I am babbling now because I’m tired and I’m really uncomfortable about not being able to catch you all, but the promises we made were many, to the oceans, to the education of our children, to the protection of our land. Thank you Eric Co for Pae’aina and showing the light. And we made promises that...I was clear that we should go, but not many. There were those in Hawaii that were not clear. There were those that actually came up to me, confronted me, grabbed me by the shirt, and says, “You have no right to take Hokule’a around the world. You have no right ‘cause it’s not your canoe. It’s my children’s canoe in the poorest of communities. What if you lose it?” They weren’t concerned if they lost me, but they’re concerned if they lost the canoe. So Umpo, thank you, because by far the highest risk was your waters around South Africa and the kindness of your people helped us deal with the fear that we treated in the fields of lightning, in the strong currents, in the risk of rogue wave. You die. One rogue wave, you die. And one of them was a senior statesman and I really rocked me, really questioned me, and I left the office in Washington and I slept on it for two days and I called him back and I said, “No. I’m sorry, we’re going. You should be afraid of the canoe being gone. But again, the reason that we’re going is for our children. I’m willing to take the risk.”

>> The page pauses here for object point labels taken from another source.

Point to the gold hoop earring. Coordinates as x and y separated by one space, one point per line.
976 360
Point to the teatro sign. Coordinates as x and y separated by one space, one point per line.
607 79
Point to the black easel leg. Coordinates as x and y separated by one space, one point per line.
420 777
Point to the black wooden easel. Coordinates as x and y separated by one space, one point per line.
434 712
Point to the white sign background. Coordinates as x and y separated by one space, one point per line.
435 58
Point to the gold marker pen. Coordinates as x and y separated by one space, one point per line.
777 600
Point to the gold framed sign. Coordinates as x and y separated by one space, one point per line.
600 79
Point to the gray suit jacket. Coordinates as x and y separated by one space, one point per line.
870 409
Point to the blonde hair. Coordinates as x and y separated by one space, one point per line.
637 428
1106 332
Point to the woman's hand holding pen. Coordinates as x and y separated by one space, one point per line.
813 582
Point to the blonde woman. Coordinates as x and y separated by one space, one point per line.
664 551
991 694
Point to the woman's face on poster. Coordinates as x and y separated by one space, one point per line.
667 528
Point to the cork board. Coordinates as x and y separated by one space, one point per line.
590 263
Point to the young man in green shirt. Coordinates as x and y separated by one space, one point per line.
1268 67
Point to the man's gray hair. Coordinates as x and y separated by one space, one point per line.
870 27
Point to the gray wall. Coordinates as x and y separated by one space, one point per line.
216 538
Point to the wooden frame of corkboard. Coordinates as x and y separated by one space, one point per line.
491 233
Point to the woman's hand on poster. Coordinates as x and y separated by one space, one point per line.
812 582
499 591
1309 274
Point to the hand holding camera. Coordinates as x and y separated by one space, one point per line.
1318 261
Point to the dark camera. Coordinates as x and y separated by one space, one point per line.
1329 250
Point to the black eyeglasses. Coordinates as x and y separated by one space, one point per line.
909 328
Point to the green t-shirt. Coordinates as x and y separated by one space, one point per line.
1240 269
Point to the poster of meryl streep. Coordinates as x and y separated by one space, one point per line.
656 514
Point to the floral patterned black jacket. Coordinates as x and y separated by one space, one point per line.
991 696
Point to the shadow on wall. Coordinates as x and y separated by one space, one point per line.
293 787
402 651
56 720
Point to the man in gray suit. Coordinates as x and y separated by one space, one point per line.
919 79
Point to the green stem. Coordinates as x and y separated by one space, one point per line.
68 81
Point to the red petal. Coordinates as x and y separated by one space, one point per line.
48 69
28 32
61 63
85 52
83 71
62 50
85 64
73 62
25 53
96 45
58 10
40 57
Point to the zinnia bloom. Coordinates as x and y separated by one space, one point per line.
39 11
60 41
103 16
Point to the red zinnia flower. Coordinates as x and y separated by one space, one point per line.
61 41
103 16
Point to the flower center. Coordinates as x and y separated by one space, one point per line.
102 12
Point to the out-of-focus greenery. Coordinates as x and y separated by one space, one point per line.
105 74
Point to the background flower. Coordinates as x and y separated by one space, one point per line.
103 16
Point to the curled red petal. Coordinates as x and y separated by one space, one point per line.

So I am very humbled and I’m very proud to tell you right now that Hokule’a is home. Go take a look at her. Just step by her. Tell me how much damage you see. Tell me how many broken things you see. ‘Cause this canoe was cared for for 37 months by an extraordinary community and if there is anyone that was invaluable, irreplaceable on this voyage; he’s not going to like it, but I want to make everybody know we couldn’t do this without Captain Pwo, Bruce Blankenfeld.